Perhaps I should be a writer, she had said. She never new I had such a vivid imagination. She'd never seen me this way. She wasn't sure she liked it.
Finally, she got up, shouldered her book bag and said goodbye. She hoped she would see me on the bus in the morning. But I wasn't sure she hoped that at all. Much like the way we form a kind, yet careful, response when we open up a surprise package that does not meet our expectation, I was not what she had supposed and, perhaps, no longer to her liking.
School was canceled for the week after the tragedy. I only interacted with Heidi once after that.
The first day we returned I saw her in the hall. We stopped, facing one another a mere three feet apart as people rushed by around us like water passing two stones in a river.
She looked at me in the way my grandmother would, in later years, look at photos of relatives or places she had been.
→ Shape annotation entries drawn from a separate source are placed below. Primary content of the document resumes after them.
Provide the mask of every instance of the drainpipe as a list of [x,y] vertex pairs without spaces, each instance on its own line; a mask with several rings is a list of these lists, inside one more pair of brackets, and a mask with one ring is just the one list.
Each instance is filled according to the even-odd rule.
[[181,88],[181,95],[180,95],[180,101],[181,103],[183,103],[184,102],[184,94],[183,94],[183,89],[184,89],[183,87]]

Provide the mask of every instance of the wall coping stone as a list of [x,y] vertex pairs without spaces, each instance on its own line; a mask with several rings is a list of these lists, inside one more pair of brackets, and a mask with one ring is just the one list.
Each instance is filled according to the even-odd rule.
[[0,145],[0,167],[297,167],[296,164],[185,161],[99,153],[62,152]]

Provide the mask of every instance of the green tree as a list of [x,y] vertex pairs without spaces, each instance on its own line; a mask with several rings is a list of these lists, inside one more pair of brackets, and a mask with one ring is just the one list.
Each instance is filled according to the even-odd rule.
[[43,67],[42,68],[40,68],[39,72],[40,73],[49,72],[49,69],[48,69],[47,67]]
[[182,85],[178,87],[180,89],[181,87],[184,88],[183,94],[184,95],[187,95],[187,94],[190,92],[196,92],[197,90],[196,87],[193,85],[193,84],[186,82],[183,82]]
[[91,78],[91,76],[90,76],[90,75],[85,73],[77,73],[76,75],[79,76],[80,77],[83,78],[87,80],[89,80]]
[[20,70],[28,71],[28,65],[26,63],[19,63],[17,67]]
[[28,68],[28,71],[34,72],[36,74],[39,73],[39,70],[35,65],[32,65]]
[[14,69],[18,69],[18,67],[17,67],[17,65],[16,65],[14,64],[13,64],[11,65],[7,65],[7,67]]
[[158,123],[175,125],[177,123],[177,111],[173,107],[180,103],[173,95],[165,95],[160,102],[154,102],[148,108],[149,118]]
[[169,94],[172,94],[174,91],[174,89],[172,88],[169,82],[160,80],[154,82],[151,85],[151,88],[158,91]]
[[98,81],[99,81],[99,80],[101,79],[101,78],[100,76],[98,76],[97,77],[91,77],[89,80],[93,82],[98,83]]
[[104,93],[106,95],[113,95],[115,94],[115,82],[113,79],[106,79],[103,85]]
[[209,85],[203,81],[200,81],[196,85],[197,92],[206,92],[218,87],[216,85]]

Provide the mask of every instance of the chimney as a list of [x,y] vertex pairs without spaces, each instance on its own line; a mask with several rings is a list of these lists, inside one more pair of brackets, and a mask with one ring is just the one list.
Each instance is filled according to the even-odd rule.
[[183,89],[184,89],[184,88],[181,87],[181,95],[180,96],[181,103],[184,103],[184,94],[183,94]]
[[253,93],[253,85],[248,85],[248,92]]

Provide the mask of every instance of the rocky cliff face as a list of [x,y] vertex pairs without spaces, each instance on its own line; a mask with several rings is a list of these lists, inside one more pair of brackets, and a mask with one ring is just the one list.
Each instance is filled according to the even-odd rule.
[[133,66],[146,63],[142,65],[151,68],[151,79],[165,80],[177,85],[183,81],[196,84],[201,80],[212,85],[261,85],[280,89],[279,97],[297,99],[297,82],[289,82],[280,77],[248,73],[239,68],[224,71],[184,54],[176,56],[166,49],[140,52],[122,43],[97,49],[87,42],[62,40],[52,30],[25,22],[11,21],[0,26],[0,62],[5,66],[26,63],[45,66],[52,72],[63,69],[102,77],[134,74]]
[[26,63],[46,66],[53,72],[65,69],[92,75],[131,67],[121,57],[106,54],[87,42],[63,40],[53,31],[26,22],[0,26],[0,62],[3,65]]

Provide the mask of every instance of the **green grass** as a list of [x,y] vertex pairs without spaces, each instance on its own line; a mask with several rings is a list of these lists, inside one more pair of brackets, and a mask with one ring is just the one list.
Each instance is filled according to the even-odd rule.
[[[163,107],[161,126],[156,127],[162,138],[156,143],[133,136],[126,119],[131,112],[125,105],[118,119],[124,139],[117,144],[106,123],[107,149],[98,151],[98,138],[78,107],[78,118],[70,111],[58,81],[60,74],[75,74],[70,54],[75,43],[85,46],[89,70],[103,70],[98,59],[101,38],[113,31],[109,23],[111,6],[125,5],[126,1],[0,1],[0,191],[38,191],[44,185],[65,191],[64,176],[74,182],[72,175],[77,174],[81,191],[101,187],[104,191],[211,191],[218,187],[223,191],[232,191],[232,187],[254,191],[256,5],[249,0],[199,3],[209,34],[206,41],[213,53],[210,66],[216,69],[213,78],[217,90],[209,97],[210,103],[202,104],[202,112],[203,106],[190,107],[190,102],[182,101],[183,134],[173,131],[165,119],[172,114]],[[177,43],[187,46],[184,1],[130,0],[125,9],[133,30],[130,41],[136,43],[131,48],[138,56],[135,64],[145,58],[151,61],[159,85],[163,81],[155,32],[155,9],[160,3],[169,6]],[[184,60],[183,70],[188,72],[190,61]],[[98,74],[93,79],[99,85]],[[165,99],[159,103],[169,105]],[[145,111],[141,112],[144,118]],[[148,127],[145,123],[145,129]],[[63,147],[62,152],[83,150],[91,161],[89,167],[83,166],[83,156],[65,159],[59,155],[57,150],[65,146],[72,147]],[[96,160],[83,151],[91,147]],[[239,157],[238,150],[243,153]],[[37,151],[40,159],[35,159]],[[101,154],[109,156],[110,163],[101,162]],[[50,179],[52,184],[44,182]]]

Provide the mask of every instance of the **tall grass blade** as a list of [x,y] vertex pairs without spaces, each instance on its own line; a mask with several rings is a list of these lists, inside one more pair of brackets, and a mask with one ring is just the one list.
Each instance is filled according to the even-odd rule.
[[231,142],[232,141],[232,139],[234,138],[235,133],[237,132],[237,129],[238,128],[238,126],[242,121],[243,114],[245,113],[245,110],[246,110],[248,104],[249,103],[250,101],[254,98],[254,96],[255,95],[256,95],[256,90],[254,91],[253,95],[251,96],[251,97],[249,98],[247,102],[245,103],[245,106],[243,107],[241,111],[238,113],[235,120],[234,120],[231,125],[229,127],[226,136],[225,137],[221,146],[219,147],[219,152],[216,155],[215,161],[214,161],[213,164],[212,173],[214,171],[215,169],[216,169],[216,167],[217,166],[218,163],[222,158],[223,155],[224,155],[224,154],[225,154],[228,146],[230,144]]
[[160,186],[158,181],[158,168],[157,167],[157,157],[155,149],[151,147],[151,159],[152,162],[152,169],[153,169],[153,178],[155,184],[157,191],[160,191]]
Seeing something familiar and yet not quiet explainable as if she did not trust that was she saw was as she supposed it was and the knowledge frightened her.
In those brief moments that our eyes met, I saw that she knew I had been right. In every detail I had captured not only the incident itself but the fear and pain and chaos it had evoked.
She did not speak to me. We never spoke again. She hugged her books to her chest and slid by me, merging with the sea of students in the hall around us like a piece of flotsam carried off by the tide.
Sadly, precognition does not extend to my own actions.
If it had, I might have never said a word and spared myself the loss of a dear friend. Or worse.
As a Junior in college I exited the main library building after an evening of study and slipped on the rain soaked steps, sliding from top to bottom in a few, frantic seconds before twisting my left leg into a most unnatural position. It took over a year of surgery and physical therapy to put it right again. I was still in a cast when I hobbled across the stage to pick up my degree the following year. I walk with a limp even now.
So I came to understand that it was of no benefit to those who did not believe me and no benefit to me either.
Over the years I tried many times to understand the ability. I tried to see its usefulness, tried to be a force for change. One can only be patronized so many times or looked upon with fear, loathing, or worse, suspicion. One can only feel the pain of adversity and death upon those one loves so many times without hope or mechanism to provide aid. The psyche is only so strong.
So the days pass. Numbers and zeros on a computer screen. Electronically deposited checks to a bank branch I never step foot in. Orders for food, clothing and sundries placed online and delivered, anonymously, to my door. The tick of the 2nd hand on wall clock. The rising and setting of the sun.
These are my days. A prison? Selfishness? Madness?
Superheros are for children. Super powers are for fools.